Photo via BridgeStreet
Finally, a short-term rental scandal that has nothing to do with Airbnb.
The state has busted a 36-story Midtown tower that was the wrong kind of condo-hotel.
Located at 49 East 34th Street, between Madison and Park avenues, the building was supposed to be a condominium. However, the 110 apartments were actually being rented out for $239 a night for a studio to $359 for a two-bedroom, the New York Times reported. The owners of the property also raked in millions of dollars in tax breaks intended to encourage development of affordable housing.
The building is currently owned by an affiliate of Los Angeles-based CIM Group, the high-profile developer behind skyscrapers such as 432 Park Avenue.

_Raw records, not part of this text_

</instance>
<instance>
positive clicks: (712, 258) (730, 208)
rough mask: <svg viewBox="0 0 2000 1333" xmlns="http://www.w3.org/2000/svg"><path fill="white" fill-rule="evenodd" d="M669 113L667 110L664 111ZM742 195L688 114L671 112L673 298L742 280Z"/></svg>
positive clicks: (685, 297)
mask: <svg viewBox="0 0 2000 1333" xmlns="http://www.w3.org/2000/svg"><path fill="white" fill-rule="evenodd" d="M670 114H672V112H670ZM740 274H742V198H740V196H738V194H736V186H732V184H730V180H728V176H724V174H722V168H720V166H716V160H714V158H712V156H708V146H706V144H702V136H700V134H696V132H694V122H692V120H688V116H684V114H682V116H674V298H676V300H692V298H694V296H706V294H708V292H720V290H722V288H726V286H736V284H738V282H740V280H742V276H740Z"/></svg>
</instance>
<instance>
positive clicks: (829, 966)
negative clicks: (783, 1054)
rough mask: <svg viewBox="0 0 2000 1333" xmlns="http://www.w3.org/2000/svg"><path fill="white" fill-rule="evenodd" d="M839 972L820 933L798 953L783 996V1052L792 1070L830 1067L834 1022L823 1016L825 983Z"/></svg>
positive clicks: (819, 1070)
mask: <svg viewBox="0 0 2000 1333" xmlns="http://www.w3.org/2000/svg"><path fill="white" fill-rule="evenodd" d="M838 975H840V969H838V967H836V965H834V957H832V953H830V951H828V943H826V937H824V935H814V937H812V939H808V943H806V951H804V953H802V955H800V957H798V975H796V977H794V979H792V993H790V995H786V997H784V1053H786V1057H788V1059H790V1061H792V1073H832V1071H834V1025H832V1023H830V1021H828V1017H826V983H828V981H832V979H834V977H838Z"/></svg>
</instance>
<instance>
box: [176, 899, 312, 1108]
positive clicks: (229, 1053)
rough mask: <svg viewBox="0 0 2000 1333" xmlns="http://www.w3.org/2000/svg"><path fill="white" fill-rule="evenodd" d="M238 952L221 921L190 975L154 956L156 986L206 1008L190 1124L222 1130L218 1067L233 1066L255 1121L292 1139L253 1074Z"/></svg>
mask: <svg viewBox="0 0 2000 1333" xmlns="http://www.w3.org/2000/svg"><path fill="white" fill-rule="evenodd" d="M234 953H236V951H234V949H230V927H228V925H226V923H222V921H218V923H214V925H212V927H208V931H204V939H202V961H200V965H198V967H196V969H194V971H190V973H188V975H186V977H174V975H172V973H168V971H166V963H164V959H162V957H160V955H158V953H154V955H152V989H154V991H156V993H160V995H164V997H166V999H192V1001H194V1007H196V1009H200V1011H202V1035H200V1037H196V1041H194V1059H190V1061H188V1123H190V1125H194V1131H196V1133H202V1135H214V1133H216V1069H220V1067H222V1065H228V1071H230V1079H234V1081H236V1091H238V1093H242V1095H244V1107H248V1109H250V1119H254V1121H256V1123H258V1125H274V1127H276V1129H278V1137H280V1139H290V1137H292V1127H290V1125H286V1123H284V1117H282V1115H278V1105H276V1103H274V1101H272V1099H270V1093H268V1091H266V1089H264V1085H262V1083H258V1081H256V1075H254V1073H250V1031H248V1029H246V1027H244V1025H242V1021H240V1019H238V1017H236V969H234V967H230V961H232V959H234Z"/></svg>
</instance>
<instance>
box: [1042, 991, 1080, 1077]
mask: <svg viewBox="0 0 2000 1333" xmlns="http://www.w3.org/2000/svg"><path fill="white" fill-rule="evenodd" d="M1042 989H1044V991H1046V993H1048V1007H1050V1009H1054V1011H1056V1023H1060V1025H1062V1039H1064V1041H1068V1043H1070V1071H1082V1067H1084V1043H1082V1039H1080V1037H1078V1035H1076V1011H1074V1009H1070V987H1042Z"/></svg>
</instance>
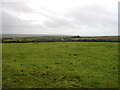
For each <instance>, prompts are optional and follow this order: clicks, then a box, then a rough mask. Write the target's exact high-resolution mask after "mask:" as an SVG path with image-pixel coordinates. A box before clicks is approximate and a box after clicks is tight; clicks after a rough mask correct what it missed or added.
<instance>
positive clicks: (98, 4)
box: [0, 0, 119, 36]
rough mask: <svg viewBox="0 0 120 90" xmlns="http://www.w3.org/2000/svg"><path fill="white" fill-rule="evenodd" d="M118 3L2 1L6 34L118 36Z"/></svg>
mask: <svg viewBox="0 0 120 90" xmlns="http://www.w3.org/2000/svg"><path fill="white" fill-rule="evenodd" d="M8 1H9V2H8ZM118 1H119V0H19V2H18V0H2V11H1V10H0V13H1V12H2V33H3V34H62V35H81V36H99V35H102V36H106V35H107V36H109V35H118V24H117V23H118Z"/></svg>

CIM has reached an agreement with the state attorney general’s office to pay $4.4 million, the value of the tax breaks, to a city fund for creating affordable housing. The tower will stop running as a hotel by March 11, and the units will become rent-regulated apartments. The owner will also fork over $275,000 to the state to pay for the cost of the investigation.
The Times lays out the building’s troubled history: 49 East 34th Street was built around 2007 as a condo by Jay Eisenstadt and David Scharf of Esplanade Capital. The developers received a 10-year 421a abatement, and they planned to sell the finished tower to Ireland-based Sorrento Asset Management for $96.8 million. However, financial woes abounded, and Esplanade ended up renting out the structure to BridgeStreet Corporate Housing, which offers extended-stay housing. Esplanade’s lender, iStar Financial, took over the building, then sold its loan to CIM Group, which allowed BridgeStreet to continue renting out the units on a short-term basis.

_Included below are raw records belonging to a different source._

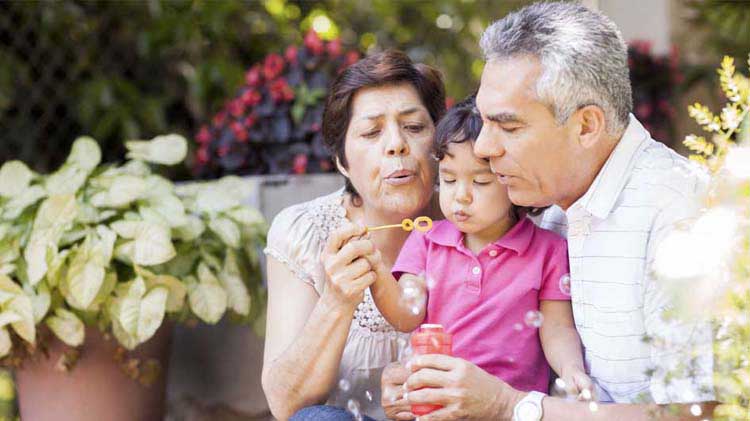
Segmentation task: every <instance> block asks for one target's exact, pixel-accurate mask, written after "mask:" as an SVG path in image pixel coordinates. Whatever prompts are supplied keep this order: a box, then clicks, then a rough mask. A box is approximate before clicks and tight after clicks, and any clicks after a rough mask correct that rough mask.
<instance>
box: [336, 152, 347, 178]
mask: <svg viewBox="0 0 750 421" xmlns="http://www.w3.org/2000/svg"><path fill="white" fill-rule="evenodd" d="M334 161H335V162H336V168H338V170H339V172H340V173H341V174H342V175H343V176H344V177H346V178H349V171H347V170H346V168H344V165H343V164H342V163H341V160H340V159H339V157H338V156H337V157H336V158H335V160H334Z"/></svg>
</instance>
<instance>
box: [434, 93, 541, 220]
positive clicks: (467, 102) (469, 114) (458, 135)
mask: <svg viewBox="0 0 750 421" xmlns="http://www.w3.org/2000/svg"><path fill="white" fill-rule="evenodd" d="M475 100H476V94H474V95H471V96H469V97H467V98H466V99H464V100H463V101H461V102H459V103H458V104H456V105H454V106H453V107H452V108H451V109H450V110H448V112H447V113H445V116H444V117H443V118H442V119H441V120H440V122H439V123H438V125H437V127H436V128H435V141H434V143H433V144H432V145H433V146H432V154H433V156H434V157H435V159H437V160H438V161H442V160H443V158H445V154H446V153H447V151H448V146H449V145H450V144H451V143H464V142H472V143H474V142H475V141H476V140H477V138H478V137H479V133H480V132H481V131H482V117H481V115H480V114H479V110H477V107H476V102H475ZM545 209H546V208H531V207H523V206H516V205H513V210H514V211H515V213H516V216H519V217H520V216H522V215H539V214H540V213H542V212H543V211H544V210H545Z"/></svg>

BridgeStreet’s listing for the illegal hotel, which is still up, describes the property as a “landmark building located in exciting Midtown East between Madison and Park Avenue. Each apartment features high ceilings, wood floors, modern state of the art kitchens with stone and porcelain interior finishes.” The two-bedrooms include in-unit washer and dryer; amenities at the location include 24-hour doorman, 24-hour reception, dry cleaning pick up and gourmet kitchens. The listing does note a 30-day minimum stay for New York City properties.
The bust is part of the attorney general’s attempt to stamp out violations of the 421a state tax abatement program, which is up for renewal this year. Created in the 1970s, the program was initially established to foster residential construction during a weak economy. Now, developers in Manhattan, Brooklyn and Queens promise to reserve 20 percent of their units for affordable housing in return for the tax break.